Wednesday, August 25, 2010

Sometimes the real 'conspiracy theory' is the official version of history

Apologies for returning yet again to the subject of Lockerbie, but there's an article in the Christian Science Monitor relating to the "conspiracy theories" that Libya may not have been responsible, and it includes a truly extraordinary quote from Richard Marquise, who led the FBI investigation into the bombing. Referring to Megrahi, he says - "There's nobody else that I'm aware of anywhere in the world that has such evidence pointing to their guilt."

I mean...what? As far as I can see, now that Tony Gauci's identification has been discredited, the 'evidence' against Megrahi consists of the following :

a) Libya were known to be in possession of the correct kind of timers (although others may have been as well).
b) An unaccompanied bag may have been transferred on to Pan Am 103 at Frankfurt from a flight originating in Malta (although this has not been proved definitively, and in any case there is no hard evidence that the bag in question contained the bomb).
c) Megrahi was in Malta at the relevant time.
d) Megrahi was a member of the Libyan Intelligence service.
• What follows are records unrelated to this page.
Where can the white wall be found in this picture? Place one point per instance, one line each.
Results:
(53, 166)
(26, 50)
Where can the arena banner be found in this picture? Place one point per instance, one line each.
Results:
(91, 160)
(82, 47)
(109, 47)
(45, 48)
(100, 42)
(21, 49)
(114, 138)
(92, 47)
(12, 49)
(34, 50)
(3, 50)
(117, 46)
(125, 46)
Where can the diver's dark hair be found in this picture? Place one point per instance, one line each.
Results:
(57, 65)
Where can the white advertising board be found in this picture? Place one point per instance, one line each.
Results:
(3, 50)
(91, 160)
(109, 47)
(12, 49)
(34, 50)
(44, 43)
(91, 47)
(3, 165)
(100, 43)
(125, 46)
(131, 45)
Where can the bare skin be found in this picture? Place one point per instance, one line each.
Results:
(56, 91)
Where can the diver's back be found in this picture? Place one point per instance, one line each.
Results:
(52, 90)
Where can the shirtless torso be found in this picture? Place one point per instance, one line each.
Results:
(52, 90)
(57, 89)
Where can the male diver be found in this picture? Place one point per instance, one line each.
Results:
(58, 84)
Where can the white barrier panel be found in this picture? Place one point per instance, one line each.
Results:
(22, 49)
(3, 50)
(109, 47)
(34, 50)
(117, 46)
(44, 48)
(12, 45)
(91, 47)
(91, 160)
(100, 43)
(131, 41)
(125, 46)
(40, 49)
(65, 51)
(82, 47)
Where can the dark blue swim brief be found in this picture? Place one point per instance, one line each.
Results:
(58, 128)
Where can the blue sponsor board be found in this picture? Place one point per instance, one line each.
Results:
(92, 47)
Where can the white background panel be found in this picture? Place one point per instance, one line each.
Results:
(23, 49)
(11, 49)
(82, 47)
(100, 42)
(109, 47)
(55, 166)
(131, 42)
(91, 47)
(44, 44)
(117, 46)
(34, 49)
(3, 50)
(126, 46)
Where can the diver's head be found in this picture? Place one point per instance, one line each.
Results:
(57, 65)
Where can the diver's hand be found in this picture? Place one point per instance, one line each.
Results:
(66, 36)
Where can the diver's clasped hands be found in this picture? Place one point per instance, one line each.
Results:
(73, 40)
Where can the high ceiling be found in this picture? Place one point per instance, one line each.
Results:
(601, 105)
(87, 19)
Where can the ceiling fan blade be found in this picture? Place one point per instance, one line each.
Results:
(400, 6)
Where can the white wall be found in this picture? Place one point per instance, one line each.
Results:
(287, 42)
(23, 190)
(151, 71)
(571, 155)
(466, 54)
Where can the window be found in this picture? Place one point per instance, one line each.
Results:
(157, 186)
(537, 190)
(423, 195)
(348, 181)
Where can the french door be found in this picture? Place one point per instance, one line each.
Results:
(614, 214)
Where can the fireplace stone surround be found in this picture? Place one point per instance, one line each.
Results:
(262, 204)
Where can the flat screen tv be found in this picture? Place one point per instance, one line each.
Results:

And that's it. In contrast, there have been people caught committing murder by CCTV cameras, with scores of corroborating eyewitness testimony, and DNA evidence to boot. And Marquise would have us believe the case against Megrahi is superior to all that? When someone starts overhyping their rather thin pickings to such an absurd degree, you begin to suspect that deep down they know perfectly well they're in some difficulty.